Make delicious recipes!

Find lexical order of alphabets from a given dictionary of words



Problem: Given a dictionary of words, find the order of alphabets that make that dictionary.

Example:
If dictionary = {
		"2ad",
		"2bd",
		"abb",
		"abd"
	}

Then following relationships can be gathered:

2 is before a (because 2bd comes before abb, check first char)
a is before b (because 2ad comes before 2bd, check second char)
b is before d (because abb comes before abd, check third char)

If we traverse the path from each character 2, a, b and d, we get the complete path only from 2.
Hence the complete order of alphabets in the above is 2,a,b,d

Solution:
Dictionary is a sorted data-structure.
So if we traverse the first alphabets of each word in the dictionary, we will get lexical order for some of alphabets.
This order of alphabets will be lexicographically sorted, but it may have some holes in it.
For example: In the above case, first letters only contain the alphabets 2 and a.
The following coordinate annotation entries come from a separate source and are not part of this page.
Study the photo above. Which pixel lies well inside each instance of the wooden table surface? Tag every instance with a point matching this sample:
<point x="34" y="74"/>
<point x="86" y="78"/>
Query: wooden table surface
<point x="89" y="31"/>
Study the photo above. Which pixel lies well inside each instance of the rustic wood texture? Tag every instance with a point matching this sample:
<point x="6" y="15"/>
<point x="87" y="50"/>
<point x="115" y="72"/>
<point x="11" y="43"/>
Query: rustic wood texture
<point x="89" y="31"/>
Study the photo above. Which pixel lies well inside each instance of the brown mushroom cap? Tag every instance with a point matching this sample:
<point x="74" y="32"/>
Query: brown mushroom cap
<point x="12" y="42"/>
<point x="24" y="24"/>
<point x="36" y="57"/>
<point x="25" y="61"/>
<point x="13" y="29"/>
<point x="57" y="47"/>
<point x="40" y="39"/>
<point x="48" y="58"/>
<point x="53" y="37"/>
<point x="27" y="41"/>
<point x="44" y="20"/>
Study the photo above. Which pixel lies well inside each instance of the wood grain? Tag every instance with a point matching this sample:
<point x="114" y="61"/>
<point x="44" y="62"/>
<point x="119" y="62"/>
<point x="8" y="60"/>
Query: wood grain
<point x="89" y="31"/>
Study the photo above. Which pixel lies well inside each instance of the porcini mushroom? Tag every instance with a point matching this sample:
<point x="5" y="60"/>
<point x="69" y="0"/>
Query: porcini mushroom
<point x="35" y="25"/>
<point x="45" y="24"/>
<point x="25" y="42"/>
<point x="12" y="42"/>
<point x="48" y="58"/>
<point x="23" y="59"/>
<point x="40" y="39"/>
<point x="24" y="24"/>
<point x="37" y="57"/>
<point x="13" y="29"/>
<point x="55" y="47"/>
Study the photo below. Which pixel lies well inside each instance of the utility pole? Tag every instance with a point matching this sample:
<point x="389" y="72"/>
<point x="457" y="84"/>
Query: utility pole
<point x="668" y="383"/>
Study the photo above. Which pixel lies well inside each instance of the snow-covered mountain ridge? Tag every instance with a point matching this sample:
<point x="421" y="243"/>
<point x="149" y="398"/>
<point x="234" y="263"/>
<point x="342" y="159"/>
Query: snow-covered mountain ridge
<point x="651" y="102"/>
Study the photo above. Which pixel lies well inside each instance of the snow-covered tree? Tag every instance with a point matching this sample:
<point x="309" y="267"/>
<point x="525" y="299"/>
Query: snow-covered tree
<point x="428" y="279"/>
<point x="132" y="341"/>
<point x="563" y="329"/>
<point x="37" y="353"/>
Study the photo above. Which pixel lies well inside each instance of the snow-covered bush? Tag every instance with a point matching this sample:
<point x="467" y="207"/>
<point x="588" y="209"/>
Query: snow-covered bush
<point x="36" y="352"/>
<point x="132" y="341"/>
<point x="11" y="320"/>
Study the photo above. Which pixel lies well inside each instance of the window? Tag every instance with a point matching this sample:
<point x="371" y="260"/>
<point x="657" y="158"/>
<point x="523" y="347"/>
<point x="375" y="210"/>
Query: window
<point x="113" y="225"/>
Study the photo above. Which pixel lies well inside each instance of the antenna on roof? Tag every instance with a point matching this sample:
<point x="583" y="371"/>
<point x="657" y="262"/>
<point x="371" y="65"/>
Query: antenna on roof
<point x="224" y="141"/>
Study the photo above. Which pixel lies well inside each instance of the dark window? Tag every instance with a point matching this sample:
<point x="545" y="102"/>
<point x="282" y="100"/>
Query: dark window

This can be resolved by looking at the second level of alphabets.
But there is a catch.
The second level of alphabets can be matched only if first level of alphabets is same.
For example, in the above, we can only compare second level of alphabets in 2ad with 2bd but we cannot compare second level of alphabets in 2bd with abb

Once all these comparisons are done level-wise, we can create a map which will store immediate lower-level characters per alphabet.
Then we simply traverse this map for each character and wherever the length of the path becomes equal to number of alphabets, we get a solution.

Example: For the above dictionary : {"2ad", "2bd", "abb", "abd"},
  1. We build a Map<Character, Set<Character>> of characters as:
    chars coming after 2: [a] (by seeing first char of "2bd" and "abb")
    chars coming after a: [b] (by seeing second char of "2ad" and "2bd")
    chars coming after b: [d] (by seeing third char of "abb", "abd")

  2. We traverse this map.
    Since order of hash-map is not guaranteed, let's say we first got 'a'
    Following 'a' through the map, the order we get is 'a', 'b', 'd' which is less than number of characters 4
    So, we ditch 'a' and go to the next char in the map until the length of ordered set obtained becomes 4

  3. If we use a LinkedHashSet and LinkedHashMap, this order can be obtained much earlier.


A slightly more complex example

Let the words be:
AC
AD
BDG
CG

Then our map would look like:

1st Pass:
A: [B]
B: [C]

2nd Pass:
A: [B]
B: [C]
C: [D]

3rd Pass:
No new information obtained.
So we begin to traverse the map. Longest path is obtained if we traverse from A and that is A -> B -> C -> D
However, number of unique alphabets in the given word set is 5.
Thus, for this case, we have to conclude that the number of words is insufficient to determine dictionary order.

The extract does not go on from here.